The Poverty of Lent Amidst the Heat of Summer

Joan reflects on how the Lenten retreat provides an important starting point for her today.

My life of late has been very intense. I am trying to change jobs, I constantly struggle to take good care of myself, and I am wrestling with God and my identity. I have always been overly self critical, and am now aware of how much I compare myself to others. Funnily enough, much of this seemed to begin back in Lent, and so I keep coming back to my local Communion and Liberation Lenten Retreat, and how what I learned then has helped me face what I am living now.

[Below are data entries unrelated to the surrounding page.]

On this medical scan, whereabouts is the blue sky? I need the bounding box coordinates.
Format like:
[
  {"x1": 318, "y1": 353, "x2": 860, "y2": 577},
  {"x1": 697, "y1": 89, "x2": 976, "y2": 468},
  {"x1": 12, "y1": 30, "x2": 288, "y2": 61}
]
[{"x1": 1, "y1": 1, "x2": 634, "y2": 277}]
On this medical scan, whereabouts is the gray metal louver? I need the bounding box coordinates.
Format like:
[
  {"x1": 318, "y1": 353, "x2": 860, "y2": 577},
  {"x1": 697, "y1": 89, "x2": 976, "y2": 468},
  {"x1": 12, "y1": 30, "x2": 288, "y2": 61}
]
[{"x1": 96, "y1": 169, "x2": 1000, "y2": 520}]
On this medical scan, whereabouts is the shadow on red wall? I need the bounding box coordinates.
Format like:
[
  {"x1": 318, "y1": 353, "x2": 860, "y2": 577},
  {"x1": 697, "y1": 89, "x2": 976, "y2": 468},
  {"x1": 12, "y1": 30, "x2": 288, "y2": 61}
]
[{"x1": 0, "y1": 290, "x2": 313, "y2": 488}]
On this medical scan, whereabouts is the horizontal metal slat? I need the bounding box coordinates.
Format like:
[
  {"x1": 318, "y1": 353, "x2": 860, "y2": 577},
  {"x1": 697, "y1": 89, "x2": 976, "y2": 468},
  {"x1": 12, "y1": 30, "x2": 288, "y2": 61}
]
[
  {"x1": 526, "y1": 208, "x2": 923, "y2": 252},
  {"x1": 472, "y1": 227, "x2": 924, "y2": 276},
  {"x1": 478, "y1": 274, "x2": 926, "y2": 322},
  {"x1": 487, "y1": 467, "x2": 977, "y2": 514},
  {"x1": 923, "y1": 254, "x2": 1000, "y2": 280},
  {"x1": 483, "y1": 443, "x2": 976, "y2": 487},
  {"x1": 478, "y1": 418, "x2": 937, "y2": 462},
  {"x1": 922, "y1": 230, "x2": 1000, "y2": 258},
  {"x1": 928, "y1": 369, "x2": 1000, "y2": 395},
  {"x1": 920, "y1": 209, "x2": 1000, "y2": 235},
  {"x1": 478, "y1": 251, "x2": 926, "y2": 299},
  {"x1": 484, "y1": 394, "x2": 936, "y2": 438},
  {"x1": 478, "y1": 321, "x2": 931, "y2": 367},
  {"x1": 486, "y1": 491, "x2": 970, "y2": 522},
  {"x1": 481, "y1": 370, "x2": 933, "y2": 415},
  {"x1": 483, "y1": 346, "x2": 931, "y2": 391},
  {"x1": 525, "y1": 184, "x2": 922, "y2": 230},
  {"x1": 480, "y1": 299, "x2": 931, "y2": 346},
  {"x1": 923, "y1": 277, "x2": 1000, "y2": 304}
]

Based on the 2024 Fraternity Exercises on Hope by Bishop Paccosi, and led by Fr. Jon Fincher, our Lenten Retreat focused on the progression of hope to poverty and on to mission. It was altogether a beautiful lesson, but what struck me then and remains with me now was our discussion on poverty. I previously saw poverty as a negative, an emptiness, but in his lesson Fr. Jon explained poverty more fully (and more inspiring to me) as a trust that God truly is providing in every moment, woven into a receptive and grateful heart.

And so to my heartache comes the opportunity to see it as my poverty. Whatever I feel about myself and whatever I am facing, God has given me everything I need in this present moment. From there I have noticed a greater call to gratitude. This I recognize as grace, because it is beyond my own human weakness. Further, not a week goes by that I don’t see the theme of poverty reaffirmed in our weekly School of Community reading or discussion.

I am not totally healed. I am still struggling today; I even put off writing this again and again. But I decided to write, still hurting, as a testament of how poverty is helping me live.